The hope was for the situation to improve in time for this weekend’s grand prix, with assurances that teams and personnel had either already travelled or intended to travel as planned.
As of Wednesday morning, though, the advice remains for personnel to stay away from the track.
There has been, yet again, a devastating impact on local people whose houses and businesses have flooded.
F1 personnel already in the area have either been forced to relocate or had accommodation bookings outright cancelled.
The logistical impact goes well beyond F1, which is just a minor element in a much more troublesome situation.
It is unclear how many roads around the track will be able to open in the coming days and the exact resolution for the event is under discussion – delaying on-site activities, adjusting the timetable, postponing or cancelling the event all appear to be valid options.
An update from local authorities is expected during the day with further information early this afternoon.
The Race says
Scott Mitchell-Malm, on site in Bologna
Right now, this grand prix is in limbo. If it happens, it will surely be in a truncated form, with F1 teams and other personnel likely to lose a day-and-a-half of preparation and set-up time.
Those working at the grand prix have either travelled to Italy already or are travelling today.
The lack of access to the circuit today is not problematic to some people, like the media, whose main work begins on Thursday. But having had to leave the circuit on Tuesday when water levels were rising in the circuit confines, teams cannot return on Wednesday to see what – if anything – has happened to crucial areas of the paddock and garages, or finish work setting up.
Essentially, the concern – specifically for the grand prix as there is obviously a far more important wider picture to consider – is not about conditions for the weekend as the weather should ease (although most likely remain wet).
It is about the problems that have been caused already by the rain, and what will be discovered as the situation is properly assessed. It may be that there is water damage at the track or other consequences from flooding.
And as the weather badly impacts other parts of the surrounding area it’s a huge unknown whether access roads will be usable and where emergency services and local authorities need to be prioritising their attention.
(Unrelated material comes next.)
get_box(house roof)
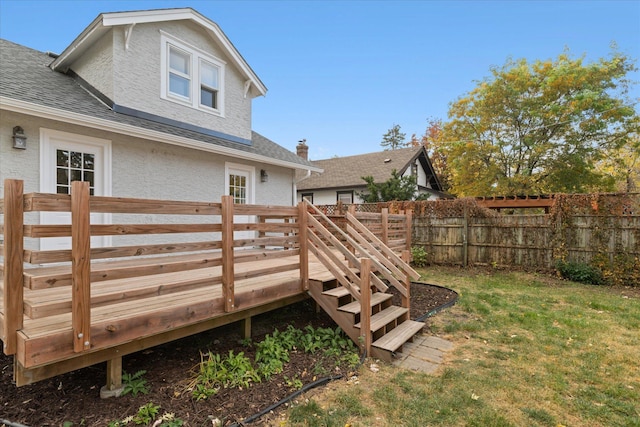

That links to a point that should also be a priority (at least from a moral point of view, if not financially): whether this race should go ahead, even if it can.
For the second time in a few weeks the region is suffering badly and some people are losing a lot. An especially unfortunate few are losing everything. A display of decadence like a major sporting event is a contrast that feels extremely inappropriate, to put it mildly, in the circumstances.
But then comes the thorny matter of who pays for what, how fans get reimbursed, and doubtless other financial considerations – which is why, if it’s possible, this race will likely go ahead in one form or another.